Profiat Duran (born c. 1350, Perpignan?, France—died c. 1415) was a Jewish philosopher and linguist, the author of a devastating satire on medieval Christianity and of a notable work on Hebrew grammar.
Duran was the descendant of a scholarly Jewish family of southern France. He was educated in Germany and then took a position as tutor with a wealthy family in Catalonia. There, in 1391, in a wave of Spanish religious persecution, he was compelled to profess Roman Catholicism. Like many other ostensibly converted Spanish Jews, he continued his own religious observances in secret, and, after leaving Spain, he openly resumed the practice of Judaism.
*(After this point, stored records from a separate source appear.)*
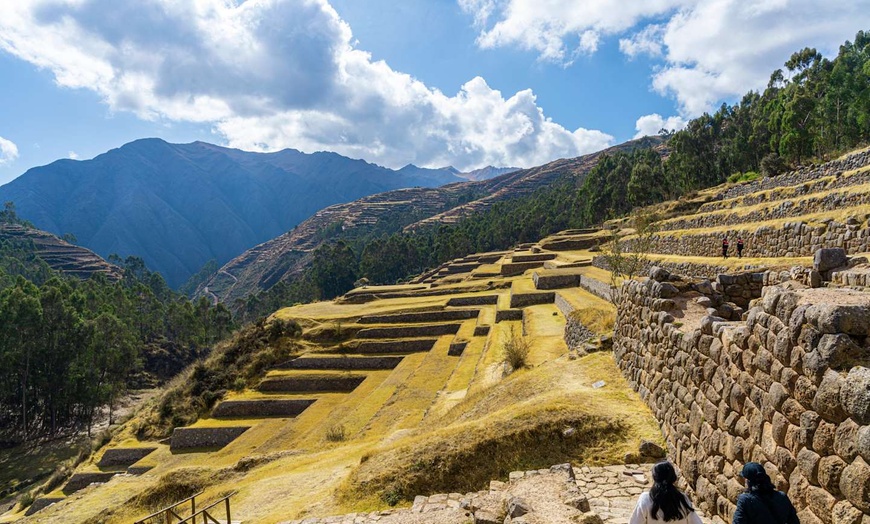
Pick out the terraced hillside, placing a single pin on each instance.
(385, 378)
(263, 266)
(59, 254)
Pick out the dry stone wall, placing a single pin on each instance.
(784, 209)
(809, 174)
(787, 388)
(791, 239)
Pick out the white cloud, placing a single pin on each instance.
(269, 74)
(651, 124)
(8, 151)
(708, 50)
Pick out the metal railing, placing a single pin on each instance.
(205, 515)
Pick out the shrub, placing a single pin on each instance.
(336, 433)
(772, 165)
(516, 350)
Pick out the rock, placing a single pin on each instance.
(833, 318)
(659, 274)
(827, 259)
(651, 449)
(855, 484)
(517, 507)
(579, 502)
(827, 400)
(704, 302)
(588, 518)
(855, 394)
(485, 517)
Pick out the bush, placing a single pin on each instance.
(336, 433)
(772, 165)
(738, 178)
(516, 350)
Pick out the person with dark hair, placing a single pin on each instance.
(664, 502)
(762, 503)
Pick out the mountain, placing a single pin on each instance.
(287, 255)
(59, 254)
(485, 173)
(180, 205)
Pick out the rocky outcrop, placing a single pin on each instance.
(787, 388)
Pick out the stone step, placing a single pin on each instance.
(392, 346)
(80, 481)
(421, 316)
(311, 383)
(261, 408)
(433, 330)
(204, 439)
(123, 456)
(343, 362)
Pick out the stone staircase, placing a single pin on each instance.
(559, 494)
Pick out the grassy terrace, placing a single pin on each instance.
(431, 408)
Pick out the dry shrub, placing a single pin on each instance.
(516, 350)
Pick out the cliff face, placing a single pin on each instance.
(180, 205)
(287, 255)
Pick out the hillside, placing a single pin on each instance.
(60, 255)
(180, 205)
(286, 256)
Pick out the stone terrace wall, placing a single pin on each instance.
(835, 167)
(780, 210)
(777, 389)
(792, 239)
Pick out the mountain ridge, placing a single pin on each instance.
(181, 205)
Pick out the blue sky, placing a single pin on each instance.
(433, 82)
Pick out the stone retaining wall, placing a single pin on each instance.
(518, 268)
(393, 346)
(801, 176)
(779, 388)
(261, 408)
(555, 279)
(80, 481)
(123, 456)
(482, 300)
(343, 363)
(193, 438)
(420, 316)
(311, 383)
(539, 257)
(783, 209)
(791, 239)
(508, 314)
(519, 300)
(434, 330)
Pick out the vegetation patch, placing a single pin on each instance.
(467, 460)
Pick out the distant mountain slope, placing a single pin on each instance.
(281, 258)
(181, 205)
(60, 255)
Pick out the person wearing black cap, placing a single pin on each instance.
(762, 503)
(664, 503)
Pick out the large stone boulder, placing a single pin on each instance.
(855, 394)
(830, 258)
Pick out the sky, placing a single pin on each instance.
(467, 83)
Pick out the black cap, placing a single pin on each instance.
(753, 471)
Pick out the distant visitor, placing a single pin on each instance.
(762, 503)
(664, 502)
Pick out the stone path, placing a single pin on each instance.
(594, 495)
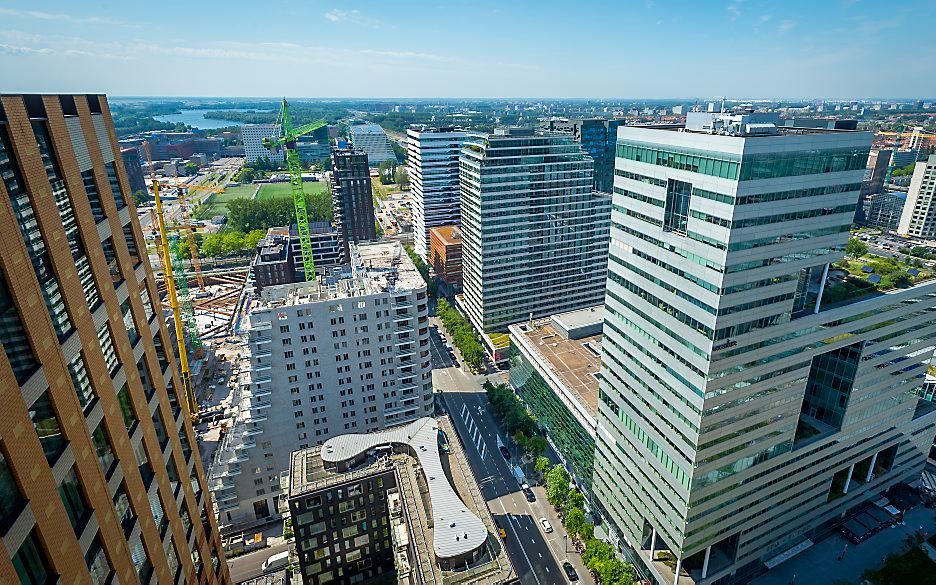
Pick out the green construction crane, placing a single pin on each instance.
(287, 140)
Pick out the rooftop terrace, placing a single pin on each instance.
(574, 363)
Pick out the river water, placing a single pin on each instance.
(196, 119)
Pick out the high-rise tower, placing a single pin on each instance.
(99, 472)
(432, 162)
(751, 392)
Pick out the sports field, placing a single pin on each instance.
(217, 203)
(271, 190)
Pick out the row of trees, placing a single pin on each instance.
(462, 334)
(246, 215)
(227, 243)
(599, 556)
(432, 286)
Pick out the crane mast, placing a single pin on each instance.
(287, 140)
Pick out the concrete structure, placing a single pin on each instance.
(404, 503)
(554, 366)
(873, 182)
(597, 136)
(445, 256)
(348, 353)
(432, 164)
(372, 140)
(253, 135)
(352, 198)
(740, 417)
(919, 213)
(131, 158)
(882, 210)
(99, 472)
(279, 254)
(535, 233)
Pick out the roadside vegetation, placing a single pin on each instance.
(598, 555)
(462, 333)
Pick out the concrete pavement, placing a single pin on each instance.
(536, 556)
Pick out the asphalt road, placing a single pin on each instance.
(535, 555)
(248, 566)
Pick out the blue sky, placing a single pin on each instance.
(472, 48)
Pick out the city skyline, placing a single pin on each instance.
(365, 50)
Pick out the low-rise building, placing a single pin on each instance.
(397, 500)
(253, 135)
(347, 353)
(554, 367)
(445, 256)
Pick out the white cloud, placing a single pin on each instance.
(18, 50)
(734, 10)
(37, 14)
(351, 16)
Earlier, however, he had planned to travel to Palestine with another forcibly converted Spanish Jew, but the journey was abandoned when Duran received a letter from his fellow convert indicating his desire to remain a Roman Catholic and urging Duran also to remain true to Christianity. Duran’s response, the celebrated letter ʿAl tehi ka-ʾavotekha (“Be Not like Thy Fathers”), portrayed with subtle irony what he saw as the irrationality of Christian doctrine and summarized with feigned naiveté the worst abuses of the contemporary church. So artful was the satire that the epistle, widely circulated in Spain, was initially greeted by Christians as a defense of their religion. Once its true nature was understood, copies of the work were publicly burned. (It was later published at Constantinople in 1554).
In conjunction with the letter, Duran also wrote an anti-Christian polemic, Kelimat ha-Goyim (“Shame of the Gentiles”), in about 1397, which discredited the Gospels and other early Christian writings.
Duran’s lasting reputation is based not so much on his polemical writings as on his Hebrew grammar, Maʾaseh Efod (1403), a work of the highest scholarship. His other written works include a history of Jewish martyrs.